"Ren, geri çekil."
Waylan elini bana doğru uzatarak beni geri itti. Delici, buz gibi bakışları, karşısında duran Durara'yı kayıtsızca taradı.
Kendisinin iki katı büyüklüğünde bir tahta sopayı tutan Durara'nın sopasının en üst kısmına kırmızı bir küre gömülüydü. Sopanın etrafını yumuşak, sisli bir kırmızı renk kaplayarak gizemli bir hava yaratıyordu.
Her iki taraf da yoğun bir bakışmaya dalmışken, salonu ağır bir gerginlik sardı.
WIIIIING—!
Waylan, yumuşak bir hareketle kılıcını çekip Durara'nın yönüne doğrulttu.
Waylan'ın Durara'ya uyguladığı baskıyı Durara'nınkine kıyasladığımda, onun Durara'dan daha zayıf olduğunu anlayabiliyordum. Hatta, Durara'nın aurası Waylan'ınkini hızla bastırdığı için, aralarında eşit bir mücadele bile söz konusu değildi.
Waylan da bu gerçeğin farkında gibiydi, çünkü yüzünde daha önce hiç görmediğim bir ciddiyet belirdi.
Hiç zaman kaybetmeden, vücudunda geri kazanmış olduğu az miktardaki manayı kılıcının ucuna yönlendirdi.

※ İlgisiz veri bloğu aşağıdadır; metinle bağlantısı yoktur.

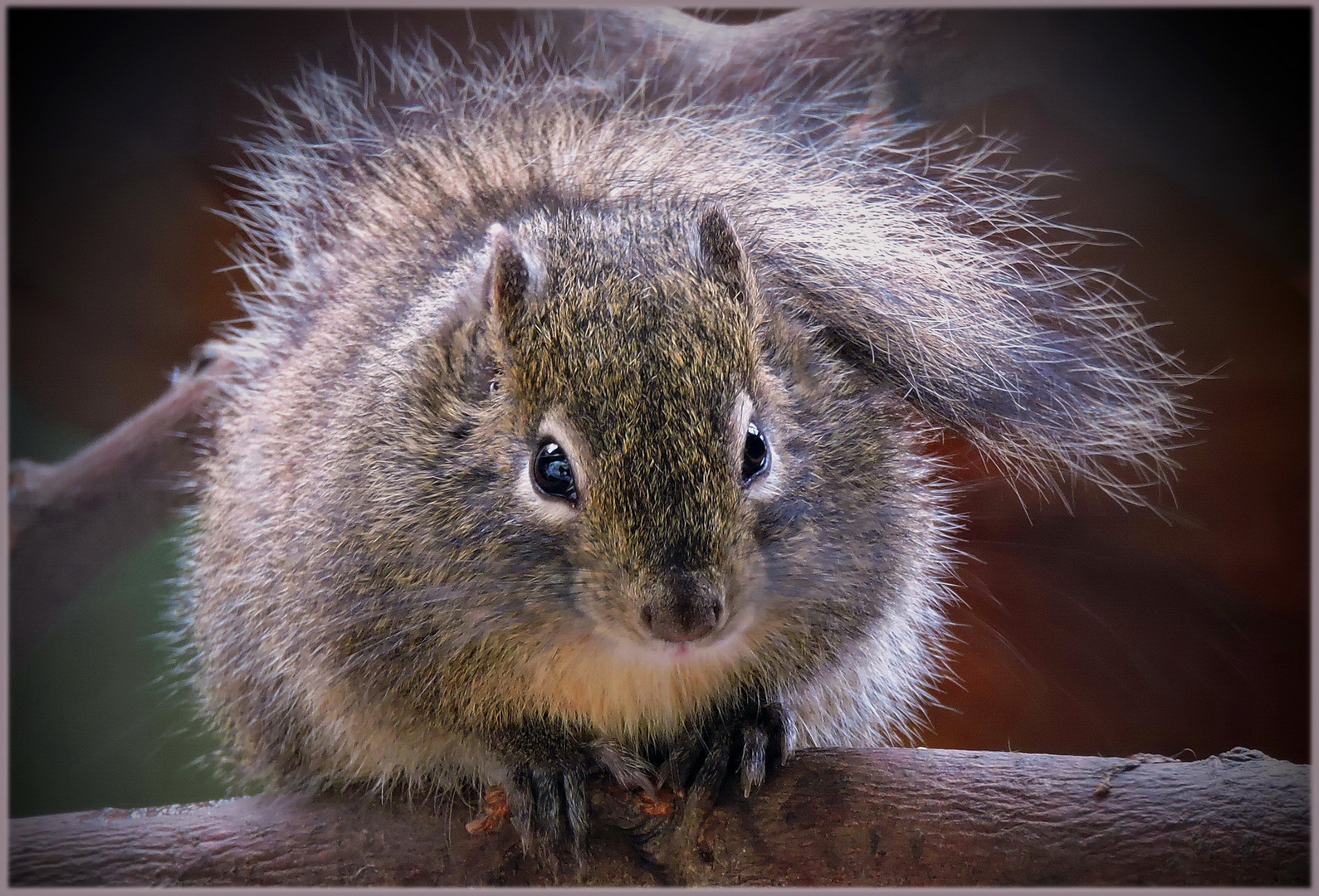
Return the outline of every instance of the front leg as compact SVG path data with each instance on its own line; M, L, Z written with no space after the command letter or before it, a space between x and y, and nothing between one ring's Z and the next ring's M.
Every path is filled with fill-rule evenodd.
M749 696L689 726L660 767L660 784L682 791L689 806L714 805L737 775L743 796L787 759L790 718L762 696Z
M509 817L522 850L555 864L565 847L582 859L590 829L587 779L604 771L619 784L650 788L650 767L609 741L547 719L505 726L488 738L504 758Z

"…Onun psiyon kontrolü benimkinden çok daha üstün."
Onu yandan izlerken kendi kendime düşündüm.
Psionları engelsiz bir şekilde geniş kılıcın belirli bir noktasına ulaştırmayı başarmasından, Waylan'ın ne kadar yetenekli olduğunu anlayabiliyordum.

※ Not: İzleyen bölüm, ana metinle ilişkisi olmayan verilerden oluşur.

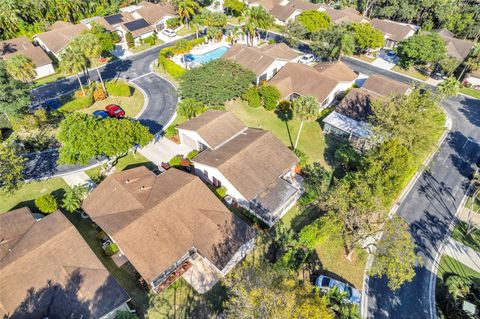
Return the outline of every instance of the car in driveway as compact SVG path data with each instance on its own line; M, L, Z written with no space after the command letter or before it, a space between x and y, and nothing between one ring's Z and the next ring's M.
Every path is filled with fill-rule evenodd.
M125 116L125 111L117 104L109 104L105 106L105 111L111 117L121 118Z
M175 31L173 31L172 29L168 29L168 28L163 29L162 33L165 34L169 38L173 38L173 37L177 36L177 33Z
M93 116L95 116L96 118L99 118L99 119L105 119L105 118L109 117L108 113L103 111L103 110L96 110L92 114L93 114Z
M303 55L298 62L302 64L310 64L315 61L315 56L311 53Z
M326 292L329 289L332 289L333 287L337 287L340 291L343 291L347 294L347 298L345 301L354 303L357 305L360 304L361 296L358 290L356 290L355 288L351 287L350 285L344 282L322 275L317 277L317 280L315 281L315 286L317 286L324 292Z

Ancak Waylan savaşmaya hazırlanırken, beklentilerinin aksine, Durara'nın dikkati ona ya da hala harekete geçmemiş ve sessizce Durara'yı gözlemleyen Ultruk'a yönelik değildi.

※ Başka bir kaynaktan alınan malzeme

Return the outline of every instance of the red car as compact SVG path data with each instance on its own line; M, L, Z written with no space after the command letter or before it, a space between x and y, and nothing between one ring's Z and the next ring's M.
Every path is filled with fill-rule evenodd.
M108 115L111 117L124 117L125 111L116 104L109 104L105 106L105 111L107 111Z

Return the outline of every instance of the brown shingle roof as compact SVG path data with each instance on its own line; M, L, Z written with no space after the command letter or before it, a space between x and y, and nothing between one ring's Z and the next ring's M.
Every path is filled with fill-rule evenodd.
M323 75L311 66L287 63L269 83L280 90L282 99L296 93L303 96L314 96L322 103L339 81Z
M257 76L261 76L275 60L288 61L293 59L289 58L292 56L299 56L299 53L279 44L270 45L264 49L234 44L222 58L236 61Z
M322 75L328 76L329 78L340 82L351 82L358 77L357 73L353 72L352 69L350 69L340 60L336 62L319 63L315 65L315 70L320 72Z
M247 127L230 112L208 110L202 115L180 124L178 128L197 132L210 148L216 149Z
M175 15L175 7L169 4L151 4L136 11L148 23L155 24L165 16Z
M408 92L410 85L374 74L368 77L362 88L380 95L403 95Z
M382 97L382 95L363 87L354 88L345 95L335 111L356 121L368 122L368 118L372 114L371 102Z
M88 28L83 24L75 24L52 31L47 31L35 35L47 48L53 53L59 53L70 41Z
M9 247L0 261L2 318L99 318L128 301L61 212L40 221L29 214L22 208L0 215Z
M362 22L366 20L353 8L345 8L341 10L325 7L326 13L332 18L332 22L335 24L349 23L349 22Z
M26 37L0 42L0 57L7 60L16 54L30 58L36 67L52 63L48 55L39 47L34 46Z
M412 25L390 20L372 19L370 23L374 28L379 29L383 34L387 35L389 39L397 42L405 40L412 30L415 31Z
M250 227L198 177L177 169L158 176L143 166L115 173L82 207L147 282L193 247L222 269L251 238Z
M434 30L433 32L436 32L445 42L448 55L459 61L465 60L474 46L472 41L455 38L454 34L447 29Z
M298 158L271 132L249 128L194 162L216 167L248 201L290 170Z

Aslında dikkatini bana yöneltmişti. Durara, tam olarak anlayamadığım bir tonla yavaşça konuştu.
"Bu tanıdık aura..."
Soğuk sesi, orada bulunan herkesin kulaklarına ulaştı ve yüzüm istemeden hafifçe değişti.
Durara'nın ifadesi buz gibi soğuktan kasvetli bir hal aldı ve içinde hafif bir siyah ışık parıldayan gözleri daha da şiddetli bir şekilde parladı. Zihni, önünde olup biten her şeyi yavaşça işliyordu.
Onun yavaş yavaş olayı anladığını görünce, elimi kaldırıp ona neredeyse alaycı bir şekilde el salladım.
Son bir haftadır bana çok dikkatli davranıyordu, bu yüzden benim auramı çoktan tanımıştı. Onu saklayabilirdim ama artık buna gerek duymuyordum.
O, olanları çoktan anlamıştı, bu yüzden artık buna gerek yoktu.
Karl'ın görevi bitmişti. Artık ona ihtiyaç yoktu.
Onu kızdırıp zihnini karıştırmak da fena olmazdı.
"…Olamaz. Hayır, bu imkansız…!"
Elimi ona doğru salladığımı görünce, sonunda anladı. Durara'nın yüzünde mutlak bir şok ve ihanet ifadesi belirdi ve asasını daha sıkı kavradı.
Ama duygularını sakinleştirmesi uzun sürmedi. Yüzü her zamanki soğuk ve kayıtsız haline döndü. Ancak odadaki herkes, vücudundan yayılan somut bir kan kokusu hissedebiliyordu.
O kızgındı.
'Ne yazık...'
Alayımın işe yaramadığını görünce, biraz üzüldüm.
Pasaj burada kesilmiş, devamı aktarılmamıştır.